Chris Erskine of the Los Angeles Times caught up with Keith Jackson. Seven years after calling his last game, the legendary announcer still is spry and full of stories.
Erskine’s story provides a taste of what we’ve been missing all these years. He writes:
But I miss The Voice. As with Vin Scully, it became the signature soundtrack for a particular sport. And there are no apparent successors.
A few more observations from Jackson’s six decades in the booth:
—”The ’72 Trojans were the best football team I ever saw.”
—”Bo Schembechler was the best after-dinner speaker I ever heard. He’d even have the old boys in the back of the room snorting and jumping up and down.”
—Legendary innovator Amos Alonzo Stagg “studied the ministry but couldn’t deliver a sermon … he had heart palpitations.
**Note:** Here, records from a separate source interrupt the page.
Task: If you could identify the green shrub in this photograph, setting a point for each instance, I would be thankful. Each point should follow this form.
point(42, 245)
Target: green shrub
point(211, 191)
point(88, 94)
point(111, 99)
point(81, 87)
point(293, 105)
So he became a football coach.”
—”Knute Rockne’s wife wouldn’t come out West [with the Notre Dame team] till they arranged a lunch with Valentino.”
—”The very best place to take a nap is in the back of a cotton wagon.”
And there’s this:
Any other tips for today’s broadcasters?
“They talk too damn much,” he says. “You wear the audience out.”
And, even more importantly:
“You must tell the truth,” he says of both broadcasters and coaches. “You must be truthful to yourself and the values of the game that got you there.
They don’t make em’ like Keith Jackson anymore and that’s a shame.